Bee Control

Bee Control should only be left to the professionals. Bees can obviously be very dangerous and need to be treated with care. Proper identification must be made before treating to ensure they are not "killer bees". However any type of bee hive once disturbed will automatically trigger a natural instinct throughout the colony to protect the queen. Once treatment has begun it must be seen thru to completion. Most beehives are generally found in the walls of homes and garages. The inner wall voids offer the perfect foundation for a bee hive. It offers safety from predators and weather and protection for the queen. Ants Etc has been effectively removing bees from homes for over 16 years and are experts at bee removal. We can treat and remove the bee hive to prevent recolonization in the future. From our experience this will happen if the hive is not removed. 

Some times you may see a "ball of bees" in a tree or bush or other misc. areas. Bees that are balled up are generally resting before they continue to move to a different location. they ball up to again protect the queen until she is ready to move along. Bees that are seen in this state may not require immediate attention as they usually only remain like this for 48-72 hours.
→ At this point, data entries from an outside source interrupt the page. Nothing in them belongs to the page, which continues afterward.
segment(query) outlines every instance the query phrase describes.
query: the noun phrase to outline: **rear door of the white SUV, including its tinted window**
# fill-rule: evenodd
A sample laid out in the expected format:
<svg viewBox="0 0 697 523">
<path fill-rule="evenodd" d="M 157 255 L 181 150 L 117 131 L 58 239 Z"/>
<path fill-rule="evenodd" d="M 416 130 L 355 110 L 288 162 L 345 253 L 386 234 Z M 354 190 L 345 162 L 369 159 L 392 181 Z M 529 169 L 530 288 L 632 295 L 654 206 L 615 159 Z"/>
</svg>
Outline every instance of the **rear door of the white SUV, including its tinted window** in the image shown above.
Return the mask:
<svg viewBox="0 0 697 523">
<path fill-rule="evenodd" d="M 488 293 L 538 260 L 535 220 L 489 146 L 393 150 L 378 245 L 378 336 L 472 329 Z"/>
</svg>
If you do not believe you can wait that long you can call us and we can dispatch a technician immediately to your property. Our bee services because of the nature of bees are based on an hourly rate. For more information about our bee services or to schedule an appointment call us today at 1-877-710-2687. Don't call just any pest control company, call your local bee, pest and rodent experts, Ants Etc!

More Information About Bees

Bees are flying insects closely related to wasps and ants, and are known for their role in pollinationand for producing honey and beeswax. Bees are a monophyletic lineage within the superfamily Apoidea, presently classified by the unranked taxon name Anthophila. There are nearly 20,000 known species of bees in seven to nine recognized families, though many are undescribed and the actual number is probably higher. They are found on every continent except Antarctica, in every habitat on the planet that contains insect-pollinated flowering plants.

Bees are adapted for feeding on nectar and pollen, the former primarily as an energy source and the latter primarily for protein and other nutrients. Most pollen is used as food for larvae.

Bees have a long proboscis (a complex "tongue") that enables them to obtain the nectar from flowers. They have antennae almost universally made up of 13 segments in males and 12 in females, as is typical for the super family. Bees all have two pairs of wings, the hind pair being the smaller of the two; in a very few species, one sex or caste has relatively short wings that make flight difficult or impossible, but none are wingless.

The smallest bee is Trigona minima, a stingless bee whose workers are about 2.1 mm (5/64") long. The largest bee in the world is Megachile pluto, a leafcutter bee whose females can attain a length of 39 mm (1.5"). Members of the family Halictidae, or sweat bees, are the most common type of bee in the Northern Hemisphere, though they are small and often mistaken for wasps or flies.

The best-known bee species is the European honey bee, which, as its name suggests, produces honey, as do a few other types of bee. Human management of this species is known as beekeeping or apiculture.

Bees are the favorite meal of Merops apiaster, the bee-eater bird. Other common predators are kingbirds, mockingbirds, beewolves, and dragonflies.